Monday, February 25, 2019 at 06:44PM

The ‘Thwack!’ of the rolled up newspaper landing on our verandah has woken my beloved and me during almost four decades of married life. That entire time, sitting in bed with our first cup of tea, poring over The Age has been the start to every day, even in the small country town where our paper boy complained vociferously about the weightiness of the Saturday Age. We were only one of two households that had it delivered.

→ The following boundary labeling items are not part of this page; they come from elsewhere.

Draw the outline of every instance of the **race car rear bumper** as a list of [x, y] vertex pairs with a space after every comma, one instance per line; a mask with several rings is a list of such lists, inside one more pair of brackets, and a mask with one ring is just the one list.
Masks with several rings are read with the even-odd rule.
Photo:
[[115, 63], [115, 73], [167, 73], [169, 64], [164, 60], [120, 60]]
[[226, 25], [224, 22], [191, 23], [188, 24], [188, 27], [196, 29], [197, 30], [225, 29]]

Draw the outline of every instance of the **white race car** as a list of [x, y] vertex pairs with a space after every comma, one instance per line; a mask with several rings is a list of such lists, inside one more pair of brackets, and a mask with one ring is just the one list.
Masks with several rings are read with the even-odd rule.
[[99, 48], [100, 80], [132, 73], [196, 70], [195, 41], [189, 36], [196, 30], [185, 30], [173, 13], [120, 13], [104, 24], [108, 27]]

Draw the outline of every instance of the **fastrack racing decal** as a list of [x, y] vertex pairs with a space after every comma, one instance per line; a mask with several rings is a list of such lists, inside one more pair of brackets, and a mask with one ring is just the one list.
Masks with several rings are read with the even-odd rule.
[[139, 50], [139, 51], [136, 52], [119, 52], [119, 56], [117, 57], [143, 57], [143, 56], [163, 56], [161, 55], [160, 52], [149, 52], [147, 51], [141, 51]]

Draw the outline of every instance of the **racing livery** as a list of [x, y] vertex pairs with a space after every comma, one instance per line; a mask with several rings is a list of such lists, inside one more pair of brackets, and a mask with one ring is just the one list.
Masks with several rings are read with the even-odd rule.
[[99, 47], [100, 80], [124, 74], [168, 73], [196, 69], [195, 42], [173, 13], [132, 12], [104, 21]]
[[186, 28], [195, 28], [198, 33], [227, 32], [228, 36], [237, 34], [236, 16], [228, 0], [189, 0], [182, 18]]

Not that there haven’t been conflicts in this idyllic scenario. It suited my bloke and me when the sports section came separately; he could pore over that while I read the news and opinions. Then there was a separate ‘Metro’ insert which I was happy to read while he looked at the main bits. Once all the sections no longer came separately, it did cause some marital tensions about who had first dibs, but this problem was neatly solved a few years back with the arrival of iPads, to which my husband took like a duck to water, signing up to The Age app as soon as it became available.

So, for the last five years, we have happily coexisted of a morning, as I turn the pages of my beloved hard copy version and he flicks through it on his device.

These days, however, I’m wondering if this cosy habit of a lifetime is about to come to an end.

For one thing, occasionally, our paper delivery is late. If the ‘Thwack!’ that makes me smile with anticipated pleasure at 20 minutes of good reading doesn’t happen till after I have left for work, it’s too late.

Other times there’s a veritable treasure hunt involved in finding it: perched high in one of the trees or deep in one of the bushes in our front yard, under the car, on the nature strip. Our neighbours must chuckle in amusement at pyjama-clad me, prowling anxiously, on the hunt for my daily fix.

But the most compelling reason I’m considering adopting the app is that more than half our recycling each week consists of newspaper, and I need to do something about that. So, maybe it’s time I bit the bullet and went online for my Age reading. It’s the end of an era, and I feel a bit nostalgic. And sad that the accompaniment to my alarm clock – the sound of the paper landing on my front step, will become, like so much else in life, a nostalgic memory.